Vega sursauta et se tourna vers l'avant de la salle, où Alecto Carrow venait d'apparaître. Ses cheveux étaient tirés vers l'arrière dans le même chignon serré qu'elle avait porté lors du banquet de bienvenue et, maintenant qu'elle la voyait de près, Vega constata que la rousseur était striée de gris.
Carrow fit un geste montrant les tapisseries qui s'alignaient aux murs.
— Voici ce que les Moldus nous faisaient avant, dit-elle à voix basse. Ce qu'ils aimeraient nous faire aujourd'hui.
Des murmures parcoururent la salle et les Serpentard se tournèrent à nouveau vers les tapisseries, les yeux écarquillés. Vega eut envie de lever les yeux au ciel. Ils étudiaient les anciennes guerres entre Moldus et sorciers depuis la troisième année, ils n'étaient en train d'apprendre rien de nouveau !
— Qui sait pourquoi les Moldus ont toujours senti une rivalité avec les sorciers qui les poussait à nous traiter, nous leurs supérieurs, de cette manière ?
La moitié des mains se tendirent vers le plafond, et Carrow les désigna toutes l'une à la suite de l'autre.
— Parce qu'ils craignent toujours ce qui est meilleur qu'eux, suggéra Harper.
— Ils ne sont pas assez intelligents pour trouver d'autres solutions ! ajouta Grace.
— Ils croient que tout leur est dû, proposa Joffrey.
— Toutes d'excellentes réponses, dit fièrement Carrow. Trente points pour Serpentard !

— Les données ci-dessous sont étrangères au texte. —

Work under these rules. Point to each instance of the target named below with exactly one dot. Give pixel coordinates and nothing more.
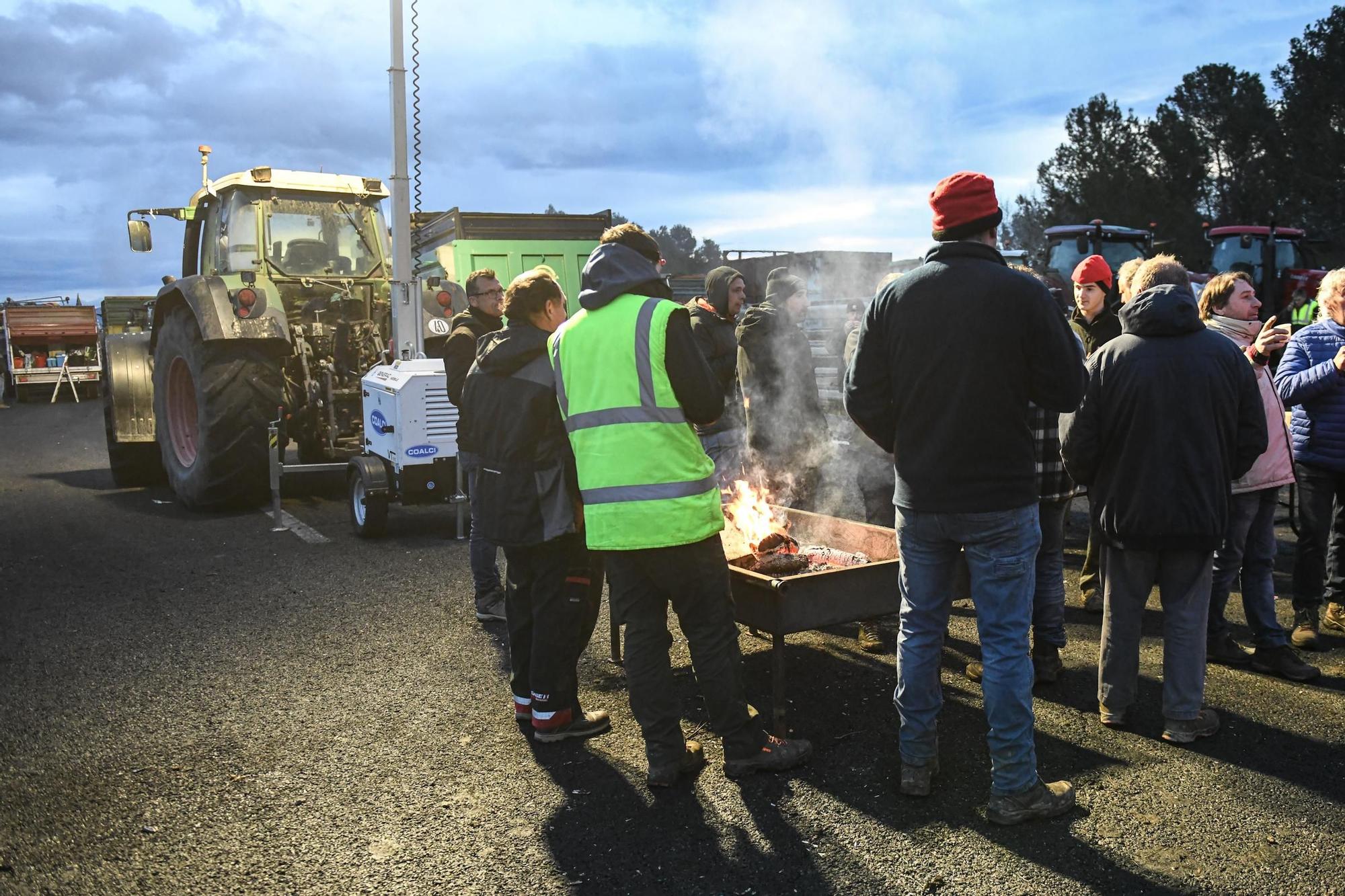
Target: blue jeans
(481, 553)
(1001, 549)
(1249, 546)
(728, 451)
(1048, 599)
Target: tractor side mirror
(139, 233)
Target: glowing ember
(748, 518)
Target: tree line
(1219, 150)
(680, 247)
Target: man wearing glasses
(486, 306)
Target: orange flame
(748, 518)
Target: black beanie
(718, 288)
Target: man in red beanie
(966, 474)
(1097, 325)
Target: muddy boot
(1222, 649)
(918, 780)
(1334, 619)
(1305, 630)
(1042, 801)
(868, 638)
(668, 774)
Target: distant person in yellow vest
(631, 382)
(1304, 310)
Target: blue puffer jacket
(1308, 381)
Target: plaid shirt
(1054, 483)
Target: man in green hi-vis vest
(630, 380)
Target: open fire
(757, 537)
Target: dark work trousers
(1091, 576)
(696, 580)
(552, 596)
(1184, 579)
(1319, 491)
(1336, 557)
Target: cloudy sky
(790, 124)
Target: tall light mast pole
(407, 317)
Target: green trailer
(453, 244)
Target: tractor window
(239, 233)
(322, 237)
(1118, 253)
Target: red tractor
(1278, 260)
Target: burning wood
(757, 537)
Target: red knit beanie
(1093, 270)
(964, 205)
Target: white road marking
(299, 528)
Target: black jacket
(461, 348)
(785, 419)
(720, 348)
(613, 271)
(949, 357)
(1104, 329)
(1172, 416)
(524, 482)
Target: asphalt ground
(196, 704)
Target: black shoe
(1184, 731)
(587, 725)
(1046, 663)
(1284, 661)
(777, 754)
(918, 780)
(691, 763)
(490, 606)
(1222, 649)
(1043, 801)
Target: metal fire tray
(814, 599)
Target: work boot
(777, 754)
(1042, 801)
(1046, 663)
(868, 638)
(1335, 618)
(691, 763)
(918, 780)
(1305, 630)
(1225, 650)
(1112, 719)
(587, 725)
(490, 606)
(1284, 661)
(1184, 731)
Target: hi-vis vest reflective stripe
(645, 478)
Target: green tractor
(283, 302)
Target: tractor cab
(1277, 259)
(1067, 245)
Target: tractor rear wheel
(212, 408)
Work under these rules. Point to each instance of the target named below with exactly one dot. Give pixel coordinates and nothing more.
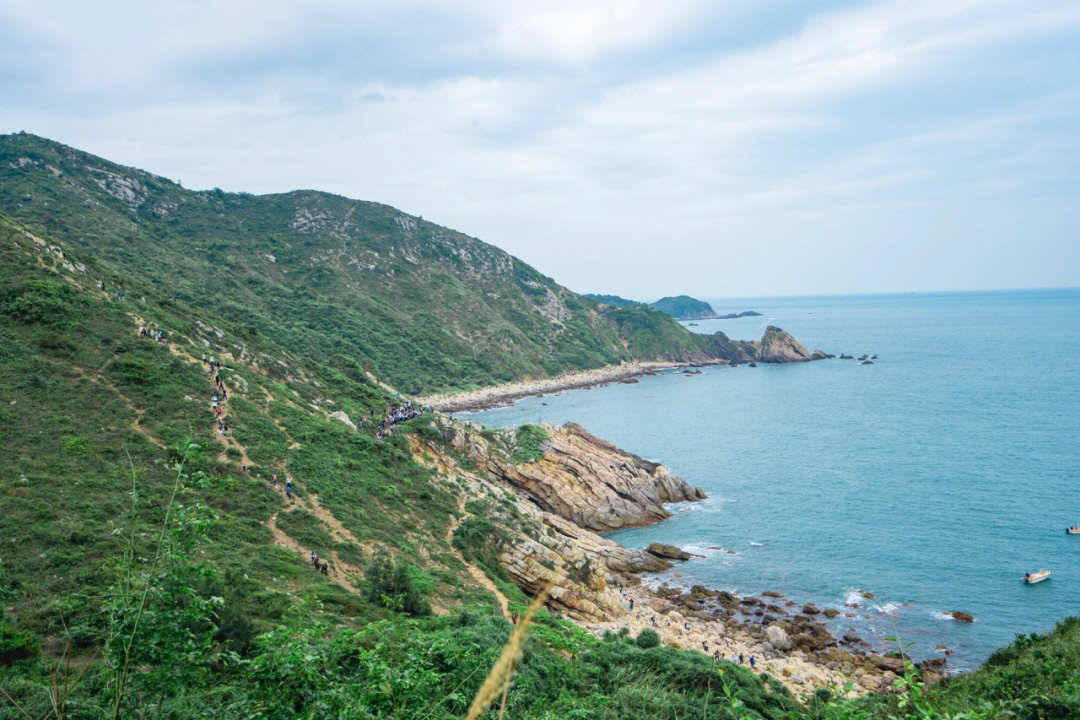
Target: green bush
(647, 638)
(390, 585)
(528, 443)
(15, 644)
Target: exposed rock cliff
(543, 548)
(777, 345)
(583, 478)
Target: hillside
(612, 300)
(146, 540)
(331, 281)
(683, 307)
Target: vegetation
(683, 307)
(321, 282)
(150, 566)
(528, 443)
(612, 300)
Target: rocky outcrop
(544, 549)
(777, 345)
(670, 552)
(582, 478)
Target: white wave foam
(890, 608)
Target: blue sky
(642, 148)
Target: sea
(931, 479)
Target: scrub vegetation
(150, 566)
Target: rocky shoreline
(500, 395)
(583, 486)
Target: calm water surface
(933, 478)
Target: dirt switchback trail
(477, 574)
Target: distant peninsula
(748, 313)
(679, 307)
(612, 300)
(683, 307)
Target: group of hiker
(157, 336)
(397, 413)
(319, 564)
(288, 485)
(717, 648)
(219, 396)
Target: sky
(718, 149)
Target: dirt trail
(336, 569)
(99, 379)
(477, 574)
(420, 456)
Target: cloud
(705, 143)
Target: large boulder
(778, 637)
(670, 552)
(779, 347)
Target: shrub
(529, 440)
(390, 585)
(15, 644)
(648, 638)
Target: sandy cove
(497, 395)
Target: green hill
(683, 307)
(159, 556)
(327, 280)
(612, 300)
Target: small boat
(1038, 576)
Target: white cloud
(516, 130)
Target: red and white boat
(1037, 576)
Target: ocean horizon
(931, 479)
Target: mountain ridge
(328, 279)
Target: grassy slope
(83, 402)
(332, 281)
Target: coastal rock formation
(544, 549)
(778, 637)
(582, 478)
(593, 580)
(777, 345)
(661, 549)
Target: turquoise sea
(933, 478)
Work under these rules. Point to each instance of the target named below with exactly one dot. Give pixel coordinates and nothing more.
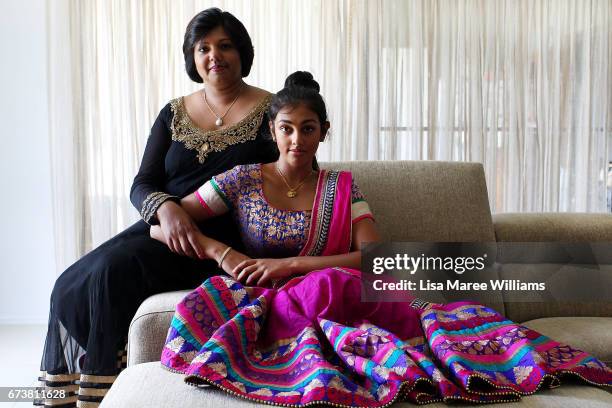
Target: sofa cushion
(590, 334)
(553, 227)
(428, 201)
(150, 325)
(150, 385)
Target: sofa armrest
(553, 227)
(149, 327)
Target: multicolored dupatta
(313, 340)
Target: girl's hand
(258, 272)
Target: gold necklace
(292, 193)
(219, 121)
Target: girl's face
(216, 58)
(298, 132)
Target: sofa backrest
(590, 228)
(427, 201)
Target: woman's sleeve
(220, 194)
(359, 209)
(147, 192)
(267, 150)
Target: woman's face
(298, 132)
(217, 59)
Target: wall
(27, 262)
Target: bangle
(223, 255)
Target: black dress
(94, 300)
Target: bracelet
(223, 255)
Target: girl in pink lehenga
(287, 326)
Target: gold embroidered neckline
(206, 141)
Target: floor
(20, 352)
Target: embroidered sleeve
(359, 209)
(220, 194)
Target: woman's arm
(262, 271)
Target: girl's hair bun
(302, 79)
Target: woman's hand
(258, 272)
(180, 231)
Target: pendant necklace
(219, 121)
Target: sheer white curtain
(522, 86)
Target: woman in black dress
(194, 137)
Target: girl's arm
(261, 271)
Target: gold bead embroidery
(205, 142)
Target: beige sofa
(412, 201)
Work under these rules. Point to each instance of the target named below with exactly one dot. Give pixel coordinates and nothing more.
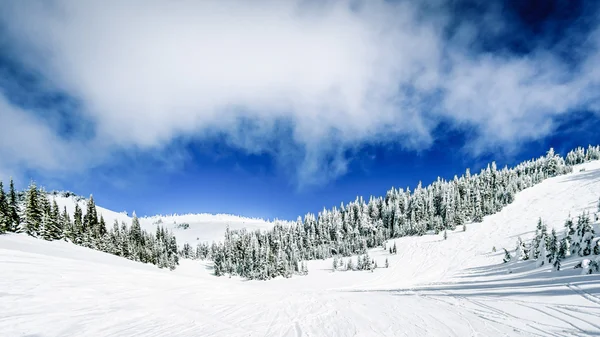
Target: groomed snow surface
(433, 287)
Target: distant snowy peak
(187, 228)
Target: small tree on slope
(542, 257)
(507, 256)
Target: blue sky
(283, 108)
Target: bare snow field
(433, 287)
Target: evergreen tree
(5, 221)
(561, 253)
(33, 211)
(552, 246)
(543, 255)
(13, 207)
(507, 256)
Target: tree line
(32, 212)
(353, 228)
(578, 240)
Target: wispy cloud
(337, 74)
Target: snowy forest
(353, 228)
(348, 230)
(33, 213)
(578, 240)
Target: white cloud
(149, 71)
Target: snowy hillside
(433, 287)
(202, 227)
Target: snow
(202, 227)
(433, 287)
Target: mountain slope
(433, 287)
(202, 227)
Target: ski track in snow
(433, 287)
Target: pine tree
(4, 211)
(507, 256)
(13, 208)
(33, 211)
(519, 251)
(77, 225)
(542, 256)
(561, 253)
(552, 246)
(90, 220)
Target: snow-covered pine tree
(519, 250)
(4, 211)
(507, 256)
(13, 204)
(552, 246)
(33, 211)
(561, 253)
(543, 252)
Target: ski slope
(433, 287)
(202, 227)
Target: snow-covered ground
(202, 227)
(433, 287)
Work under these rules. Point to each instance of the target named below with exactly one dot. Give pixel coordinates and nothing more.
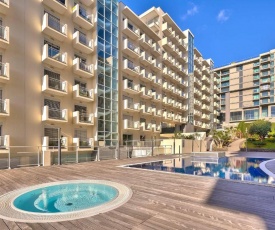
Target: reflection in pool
(230, 168)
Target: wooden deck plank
(159, 201)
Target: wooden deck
(159, 201)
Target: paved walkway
(160, 200)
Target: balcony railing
(56, 25)
(54, 114)
(4, 33)
(55, 54)
(4, 106)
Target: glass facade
(107, 72)
(190, 53)
(252, 114)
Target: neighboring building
(164, 81)
(99, 72)
(247, 90)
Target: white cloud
(223, 16)
(192, 11)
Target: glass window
(252, 114)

Tory poussa vers Vega un parchemin sur lequel elle avait gribouillé un croquis. Dessus, une sorcière au dos courbé et au nez crochu, qui ressemblait néanmoins à leur enseignante, se tenait devant son chaudron en se léchant les babines. « Hmm, disait-elle, du bon potage de Moldus, mon repas préféré ! »
Vega sourit à son amie, et celle-ci, d'un coup de baguette, fit disparaître le dessin.
Elle avait bien raison. Mieux valait rire de cette situation pitoyable qu'en pleurer.